Satan first challenges Jesus to prove that he is God's son by demonstraing that God will feed him in the wilderness as he did Moses, Elijah and the whole Hebrew people at the Exodus: “If you are God's son, order these stones to become loaves of bread.”
Jesus responds with a quote from Deuteronomy: “It is written, ‘Man shall not live by bread alone, but by every word that comes from the mouth of God.’”(Dt. 8.3)
So begins the rabbinical debate. The devil has a proof-text of his own: “If you are God's son, throw yourself down [from the top of the temple], for it is written, ‘He will command his angels concerning you,’ and ‘On their hands they will bear you up, lest you strike your foot against a rock.’” (Psalm 91.11,12) to which Jesus retorts, again from Deuteronomy:
“‘You shall not put the Lord your God to the test,(Dt. 6.16)’” but he is also alluding to Psalm 95.8,9: “Do not harden your hearts as in the Rebellion, during the day of testing in the desert, where your fathers tempted me;" which, in turn, alludes to the story of water coming from a rock in Exodus 17.

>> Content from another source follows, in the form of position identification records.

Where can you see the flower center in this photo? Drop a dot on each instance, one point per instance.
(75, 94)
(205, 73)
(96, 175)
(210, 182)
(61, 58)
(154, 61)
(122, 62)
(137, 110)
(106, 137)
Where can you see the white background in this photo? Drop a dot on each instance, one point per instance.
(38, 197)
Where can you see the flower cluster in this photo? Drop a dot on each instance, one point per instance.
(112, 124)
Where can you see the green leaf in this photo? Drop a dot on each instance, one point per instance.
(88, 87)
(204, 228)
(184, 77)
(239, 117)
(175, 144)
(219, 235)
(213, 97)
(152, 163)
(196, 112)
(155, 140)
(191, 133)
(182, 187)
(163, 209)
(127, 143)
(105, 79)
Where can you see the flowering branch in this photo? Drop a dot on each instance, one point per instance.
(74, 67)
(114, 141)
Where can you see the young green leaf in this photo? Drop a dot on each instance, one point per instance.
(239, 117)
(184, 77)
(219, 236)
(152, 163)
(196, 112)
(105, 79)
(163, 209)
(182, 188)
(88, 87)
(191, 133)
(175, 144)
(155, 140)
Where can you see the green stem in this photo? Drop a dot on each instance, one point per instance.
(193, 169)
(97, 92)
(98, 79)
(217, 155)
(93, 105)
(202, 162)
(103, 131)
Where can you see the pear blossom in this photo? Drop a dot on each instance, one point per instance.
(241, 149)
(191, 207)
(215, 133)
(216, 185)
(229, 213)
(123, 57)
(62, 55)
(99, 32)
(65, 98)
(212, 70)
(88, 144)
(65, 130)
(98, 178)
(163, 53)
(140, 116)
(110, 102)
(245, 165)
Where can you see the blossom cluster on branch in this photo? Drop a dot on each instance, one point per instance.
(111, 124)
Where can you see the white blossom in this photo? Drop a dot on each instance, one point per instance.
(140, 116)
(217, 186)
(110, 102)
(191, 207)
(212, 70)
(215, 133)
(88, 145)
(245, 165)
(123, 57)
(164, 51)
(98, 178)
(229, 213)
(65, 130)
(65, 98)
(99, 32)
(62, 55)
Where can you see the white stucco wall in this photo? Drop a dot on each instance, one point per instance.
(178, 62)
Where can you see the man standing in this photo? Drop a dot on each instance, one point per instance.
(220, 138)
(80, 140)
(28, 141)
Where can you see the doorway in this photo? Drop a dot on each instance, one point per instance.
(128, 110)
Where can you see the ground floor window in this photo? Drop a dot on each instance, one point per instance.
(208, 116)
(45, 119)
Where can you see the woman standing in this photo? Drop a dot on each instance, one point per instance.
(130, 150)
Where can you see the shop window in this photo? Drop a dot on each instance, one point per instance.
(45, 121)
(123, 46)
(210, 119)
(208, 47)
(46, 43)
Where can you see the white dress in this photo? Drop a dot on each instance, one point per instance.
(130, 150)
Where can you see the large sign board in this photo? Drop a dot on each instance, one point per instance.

Finally, when urged to seek an empire of his own, Jesus reverts to Deuteronomy: “‘You shall worship the Lord your God and him only shall you serve.’” (Dt. 6.13)
When we see this not as a record of an historical conversation over public displays of power and Satan worship, but rather as an example of the right and wrong ways to approach the sacred texts we see that the wrong way is to cherry-pick isolated proof-texts to suit the occasion. The correct, rabbinical approach is to challenge the text that does not agree with ones own good judgment and put it in a larger context. (God may have promised not to allow his faithful to stump their toes on a rock, but he also used a story about a rock to warn against demanding miraculous solutions to human problems) The Qur'an makes a similar point in Sura 3.7--some scriptures are to be taken at face value--others are metaphors. Only God knows which is which. The only way we can discern the mind of God is to force our own minds to grapple with the text.